EXPLORING THE RELATIONSHIP BETWEEN LIGAMENT MICROSTRUCTURE AND MECHANICS IN OA-AFFECTED HUMAN KNEES

Abstract

INTRODUCTION

Knee ligaments play a critical role in providing joint stability and limiting excessive motion. Altered joint loading due to OA can affect various knee tissues, including the ligaments. Previous studies using post-traumatic OA animal models have reported changes in affected knee’s ligament viscoelasticity. This study investigates the microstructural characteristics of OA-affected human knee ligaments and examines whether these features are related to their viscoelastic properties.

OBJECTIVE

This study examines whether clustered bundle thickness and the proportion of non-collagenous volume to total ligament volume differs among ligaments in OA-affected knees.
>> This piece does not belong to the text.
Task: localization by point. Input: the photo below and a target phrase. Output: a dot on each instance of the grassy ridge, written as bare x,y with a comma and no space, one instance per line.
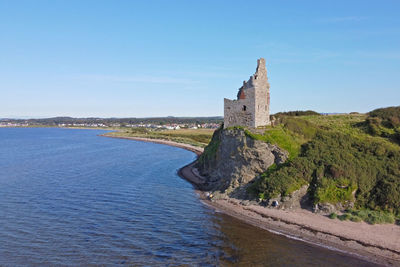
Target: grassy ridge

It also examines if the mechanical properties of the ligaments are dependent on the bundle thickness and proportion of non-collagenous volume.

METHODS

Anterior (ACL; n = 6) and posterior (PCL; n = 7) cruciate ligaments, and medial (MCL; n = 8) and lateral (LCL; n = 7) collateral ligaments were collected from eight fresh-frozen cadaveric knees (five female; age: 65 ± 8 years). All knees had histology-confirmed osteoarthritis (average OARSI grade of tibial cartilage samples: >2). Following preconditioning, samples underwent a mechanical testing protocol that included a two-step stress relaxation (to 4% and 8% strain, 30 min each) and cyclic loading up to 5.0 Hz with ±0.5% strain amplitude and 20 cycles per frequency. Equilibrium modulus was derived from the stress-relaxation data, while dynamic modulus and phase difference were calculated from cyclic loading. After mechanical testing, samples were stored in formalin and underwent gradual dehydration in ethanol and critical point drying. Subsequently, they were imaged by an Xradia 610 Versa X-ray microscopy (XRM, with 4x objective, 40kV voltage, 2s exposure, 10µm voxel size, and binning of 4). The reconstructed XRM images of ligaments were visualized in CTVox, and collagen bundle thickness and non-collagenous volume (by open and close porosity analyses) were calculated in CTAn software. Pearson correlation analysis between collagen bundle thickness and non-collagenous volume and mechanical properties was performed in R 4.2.2.

RESULTS

Among the four ligaments, the LCL exhibited the highest bundle thickness, while the PCL showed the highest non-collagenous volume ratio; however, these differences were not statistically significant. Equilibrium modulus was negatively correlated with bundle thickness across all ligaments, and with non-collagenous volume in all but the MCL. The phase difference at 5 Hz in the PCL showed a strong positive correlation with bundle thickness (r = 0.82). The ACL displayed a strong negative correlation between dynamic modulus at 5 Hz and non-collagenous volume (r = –0.82).

CONCLUSION

Although collagen is the primary load-bearing component of ligaments, increased bundle thickness did not correlate with either equilibrium modulus or dynamic modulus at 5 Hz. In contrast, greater bundle thickness was associated with a higher phase difference, indicating increased viscosity, possibly due to increased number of fibers and interaction surface. Additionally, higher non-collagenous volume in the ACL was associated with reduced stiffness.